Menurut survey, netizen Indonesia menempati peringkat ke 5 netizen paling cerewet di dunia. Tapi dari sisi kemampuan literasi, Indonesia berada justru di urutan no 71.
Apa yang disampaikan di survey itu tampaknya diperkuat dengan fenomena komentar nitizen di berbagai platform media sosial. Komentar itu kadang asal, tidak berdasar, hanya berdasarkan selera personal, bahkan kadang bernada bullying. Saya meyakini bahwa mereka yang berkomentar itu adalah mereka yang memiliki agama, tapi nilai religiusitas belum tercermin dalam kehidupan.
Inilah salah satu ironi terbesar dalam kehidupan beragama dewasa ini, terutama di kalangan Gen Z yang akrab dengan digitalisasi dan akrab dengan media sosial. Simbol-simbol keagamaan, dari pakaian, slogan dakwah, hingga status WhatsApp bertuliskan ayat suci begitu ramai. Namun, kehadiran nilai-nilai yang seharusnya menjadi ruh dari simbol itu, kerap justru menghilang dalam praktik keseharian.
Di TikTok, misalnya, kita bisa melihat remaja berjilbab yang mengunggah konten bernada religius, namun di video lain ikut melakukan body shaming atau menyebar ujaran kebencian atas nama menjaga agama. Ada yang fasih bicara soal dalil, tapi gagal menerjemahkannya dalam empati, dialog, dan akhlak sosial.
Krisis ini bukan soal kurangnya pengetahuan, melainkan karena pemutusan antara simbol dan implementasi. Agama kerap berhenti pada tampilan luar pakaian, jargon, dan ritual tanpa menyentuh kedalaman makna seperti kejujuran, toleransi, kasih sayang, dan tanggung jawab sosial.

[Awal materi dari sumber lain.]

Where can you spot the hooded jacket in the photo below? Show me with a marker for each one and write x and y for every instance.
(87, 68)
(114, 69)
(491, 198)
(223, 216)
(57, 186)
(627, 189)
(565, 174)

Padahal, dalam tradisi Islam sendiri, Nabi Muhammad saw menegaskan bahwa agama itu bukan sekadar simbolik, melainkan akhlak. Pakaian menutup aurat adalah baik, tapi tak cukup jika lidah masih menyakiti. Membaca al-Qur’an itu mulia, tapi tak berguna jika tidak diterjemahkan ke dalam tindakan yang adil, bijak, dan penuh kasih.
Fenomena ini tak lahir dari ruang kosong. Gen Z hidup dalam dunia visual dan instan, dimana simbol lebih cepat viral daripada substansi. Budaya performatif (melakukan sesuatu agar terlihat, bukan karena makna) menjangkiti cara beragama. Akibatnya, keimanan yang seharusnya menumbuhkan kasih justru dipakai sebagai alat validasi ego atau identitas kelompok.
Karena itu, perlu pendekatan pendidikan agama yang menekankan etika dan spiritualitas, bukan sekadar ritual dan simbol. Ajaran agama harus dipahami secara holistik bahwa memakai simbol keagamaan bukanlah akhir, melainkan awal untuk menjadi manusia yang lebih adil, rendah hati, dan penyayang.
Perlu pula ada ruang dialog yang sehat di dunia digital. Tokoh agama, konten kreator muslim, dan komunitas keagamaan harus hadir menyuarakan makna di balik simbol, bukan sekadar memperbanyak simbol itu sendiri. Gen Z harus diajak berpikir bukan hanya tentang "apa yang kamu pakai?", tetapi "apa yang kamu pancarkan?"
Simbol keagamaan bukanlah masalah, bahkan sangat diperlukan. Namun, simbol yang bisu yang tak diiringi implementasi nilai bisa menjadi sekadar topeng. Dan ketika agama hanya jadi topeng, maka yang tersisa hanyalah kebisingan tanpa kebijaksanaan.